Gary had taken her out for coffee. He took her fears seriously. He’d listened when she explained about the watcher, about the anonymous letters. The cops wouldn’t accept there was a correlation between John’s hit and run and Marnie’s intangible sense of being watched. The police said the letters were cryptic and non-threatening. One officer had the audacity to suggest she’d written them herself.

Marnie was at her wit’s end when Gary offered to help. He held her hand when she broke down, with the kindness of a father.

While she stayed in a hotel, too depressed to go home to the vast emptiness of the house, too frightened someone would hurt her, Gary had looked into her watcher. He had found nothing. He’d taken pity on Marnie and mentioned a property for rent on the other side of the state. “Maybe you need to get away for a while.” He’d provided her with the name of the management company, and now here she was.

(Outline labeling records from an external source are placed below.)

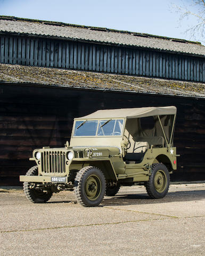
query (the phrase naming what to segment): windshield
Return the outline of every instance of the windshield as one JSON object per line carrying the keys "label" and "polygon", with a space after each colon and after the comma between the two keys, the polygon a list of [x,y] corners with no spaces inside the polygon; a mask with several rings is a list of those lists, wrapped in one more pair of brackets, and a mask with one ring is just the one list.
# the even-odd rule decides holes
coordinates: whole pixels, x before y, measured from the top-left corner
{"label": "windshield", "polygon": [[121,136],[123,119],[76,121],[73,136]]}

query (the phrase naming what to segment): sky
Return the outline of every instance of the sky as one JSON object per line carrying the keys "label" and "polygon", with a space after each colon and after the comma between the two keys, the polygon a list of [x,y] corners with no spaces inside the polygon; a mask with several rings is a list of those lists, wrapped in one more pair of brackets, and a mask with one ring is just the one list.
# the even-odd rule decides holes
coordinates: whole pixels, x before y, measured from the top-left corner
{"label": "sky", "polygon": [[[198,41],[201,35],[185,33],[195,18],[179,21],[176,5],[189,5],[191,0],[0,0],[0,15]],[[194,7],[191,7],[193,11]]]}

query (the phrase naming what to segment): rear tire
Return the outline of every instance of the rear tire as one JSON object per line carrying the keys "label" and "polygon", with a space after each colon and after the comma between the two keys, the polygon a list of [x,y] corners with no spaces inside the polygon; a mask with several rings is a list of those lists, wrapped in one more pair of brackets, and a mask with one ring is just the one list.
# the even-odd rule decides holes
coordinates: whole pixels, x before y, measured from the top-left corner
{"label": "rear tire", "polygon": [[86,166],[77,174],[74,193],[78,203],[85,207],[99,205],[105,193],[106,182],[102,171],[94,166]]}
{"label": "rear tire", "polygon": [[[30,168],[26,174],[27,176],[33,176],[38,175],[38,166],[35,166]],[[26,197],[29,201],[34,203],[46,203],[53,195],[51,191],[44,192],[40,189],[36,188],[30,188],[30,182],[23,182],[23,191]]]}
{"label": "rear tire", "polygon": [[108,196],[114,196],[118,192],[120,188],[120,185],[118,183],[116,185],[110,186],[108,185],[106,188],[106,195]]}
{"label": "rear tire", "polygon": [[154,164],[150,179],[145,183],[146,191],[151,198],[162,198],[167,194],[169,187],[169,173],[162,163]]}

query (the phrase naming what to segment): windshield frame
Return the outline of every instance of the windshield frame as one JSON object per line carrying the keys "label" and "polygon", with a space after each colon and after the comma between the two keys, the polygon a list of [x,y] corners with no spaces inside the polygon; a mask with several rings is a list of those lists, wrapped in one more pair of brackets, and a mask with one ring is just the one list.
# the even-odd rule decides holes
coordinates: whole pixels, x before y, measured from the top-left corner
{"label": "windshield frame", "polygon": [[[98,131],[99,131],[99,125],[100,125],[100,122],[101,121],[104,121],[104,120],[106,120],[106,121],[109,121],[109,120],[122,120],[122,131],[121,131],[121,134],[120,135],[97,135],[97,133],[98,133]],[[74,135],[74,133],[75,133],[75,127],[76,127],[76,122],[77,121],[80,121],[80,122],[85,122],[85,121],[97,121],[98,123],[97,123],[97,129],[96,129],[96,133],[95,133],[95,135],[88,135],[88,136],[86,136],[86,135],[82,135],[82,136],[75,136]],[[109,123],[109,122],[108,122],[108,123]],[[74,122],[73,122],[73,127],[72,127],[72,134],[71,134],[71,138],[108,138],[108,137],[110,137],[110,138],[117,138],[117,137],[121,137],[123,134],[124,134],[124,130],[125,130],[125,118],[100,118],[100,119],[77,119],[77,120],[75,120],[74,119]],[[105,125],[106,125],[106,124]]]}

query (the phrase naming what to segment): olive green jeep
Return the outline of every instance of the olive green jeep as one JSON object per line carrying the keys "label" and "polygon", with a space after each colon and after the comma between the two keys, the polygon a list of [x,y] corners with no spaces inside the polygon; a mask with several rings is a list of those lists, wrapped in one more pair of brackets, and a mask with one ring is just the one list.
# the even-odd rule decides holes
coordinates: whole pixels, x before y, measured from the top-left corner
{"label": "olive green jeep", "polygon": [[35,149],[36,163],[20,177],[27,198],[45,203],[53,193],[74,190],[96,206],[121,186],[143,184],[152,198],[165,196],[176,170],[175,107],[98,110],[75,118],[70,145]]}

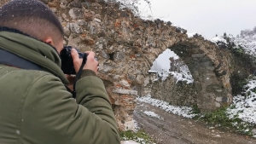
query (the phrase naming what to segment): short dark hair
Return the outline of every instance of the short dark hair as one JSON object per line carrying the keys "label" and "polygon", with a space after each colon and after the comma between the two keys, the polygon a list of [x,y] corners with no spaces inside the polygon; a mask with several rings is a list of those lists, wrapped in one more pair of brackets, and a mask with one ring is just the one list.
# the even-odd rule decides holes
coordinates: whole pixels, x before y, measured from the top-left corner
{"label": "short dark hair", "polygon": [[58,17],[38,0],[12,0],[0,8],[0,26],[17,29],[38,40],[51,36],[62,40],[63,27]]}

Marnie found a beat up washer and dryer in the breezeway. A rock hard box of Tide powder rested on a shelf above the appliances. She banged it on the floor and managed to dislodge a chunk of it. She dumped it into the machine, set it to hot, and crossed her fingers.

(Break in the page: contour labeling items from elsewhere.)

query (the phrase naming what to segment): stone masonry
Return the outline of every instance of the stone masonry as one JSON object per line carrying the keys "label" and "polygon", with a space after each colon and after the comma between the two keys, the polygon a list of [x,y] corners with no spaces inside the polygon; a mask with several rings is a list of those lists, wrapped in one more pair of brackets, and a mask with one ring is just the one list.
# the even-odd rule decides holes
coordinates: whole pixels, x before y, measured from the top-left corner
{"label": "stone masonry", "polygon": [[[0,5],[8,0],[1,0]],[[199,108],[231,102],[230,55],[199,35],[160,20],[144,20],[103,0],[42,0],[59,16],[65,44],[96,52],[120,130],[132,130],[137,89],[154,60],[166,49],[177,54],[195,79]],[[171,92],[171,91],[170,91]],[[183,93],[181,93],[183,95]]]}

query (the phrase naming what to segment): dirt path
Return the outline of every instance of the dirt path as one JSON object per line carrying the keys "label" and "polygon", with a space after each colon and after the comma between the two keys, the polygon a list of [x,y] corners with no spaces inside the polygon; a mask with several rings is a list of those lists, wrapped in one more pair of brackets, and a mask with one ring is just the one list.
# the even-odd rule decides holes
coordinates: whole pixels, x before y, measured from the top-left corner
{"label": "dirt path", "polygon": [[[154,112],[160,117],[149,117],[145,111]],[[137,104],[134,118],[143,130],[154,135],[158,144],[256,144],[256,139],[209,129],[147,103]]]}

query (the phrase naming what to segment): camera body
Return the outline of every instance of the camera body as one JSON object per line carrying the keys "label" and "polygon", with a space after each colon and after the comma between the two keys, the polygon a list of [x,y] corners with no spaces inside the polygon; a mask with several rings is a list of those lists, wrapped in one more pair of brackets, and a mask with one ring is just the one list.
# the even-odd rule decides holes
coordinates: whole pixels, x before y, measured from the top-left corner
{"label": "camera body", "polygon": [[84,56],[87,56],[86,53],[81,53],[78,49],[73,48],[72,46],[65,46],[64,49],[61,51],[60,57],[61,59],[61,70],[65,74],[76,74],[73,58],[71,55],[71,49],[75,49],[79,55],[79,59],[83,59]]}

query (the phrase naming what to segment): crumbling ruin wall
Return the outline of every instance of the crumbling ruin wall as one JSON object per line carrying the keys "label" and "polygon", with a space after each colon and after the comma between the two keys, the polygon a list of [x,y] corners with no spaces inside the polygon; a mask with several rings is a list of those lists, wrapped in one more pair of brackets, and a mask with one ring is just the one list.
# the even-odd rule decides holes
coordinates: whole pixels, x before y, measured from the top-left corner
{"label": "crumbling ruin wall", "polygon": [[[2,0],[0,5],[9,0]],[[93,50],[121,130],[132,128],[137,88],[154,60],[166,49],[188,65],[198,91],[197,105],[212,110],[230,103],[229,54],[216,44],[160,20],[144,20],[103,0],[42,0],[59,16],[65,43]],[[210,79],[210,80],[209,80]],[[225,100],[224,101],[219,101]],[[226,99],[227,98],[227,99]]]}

A loud clunk and then the welcome sound of rushing water. Yes!

Marnie ran back down the hall to retrieve the throw from the couch, and the sheets from the child’s room.

As she approached the room, the light went out. The door slammed shut.

There’s no one there. There’s no one there.

She headed to what was supposed to be the master bedroom, reached for the knob, and turned. The door swung open. A room in semi darkness, a pineapple bed with a weathered quilt. A side lamp rested on an antique table. She turned on the overhead light. An oval floor mirror balanced on a swivel base across from her. She walked to it and turned it around, so the wooden backing faced her. Mirror reflections in long-abandoned houses were never a good thing.

She stripped the sheets and pillows, gathered them in her arms, and headed for the washer. This house was going to be fine. It was smart to run from her other life to a place with no memories.

If doors opened and closed of their own volition, so be it. She recalled one of her favorite movies, The Ghost and Mrs. Muir. Perhaps Captain Gregg was here, or some other kind spirit who would combat her loneliness and help her to find her way.

She laughed. No, not ghosts.

“Does it all the time,” Joe had said. “Old house noises.” Yes, that’s all it was. Not the restless dead, only gusty November wind and old wood settling into place.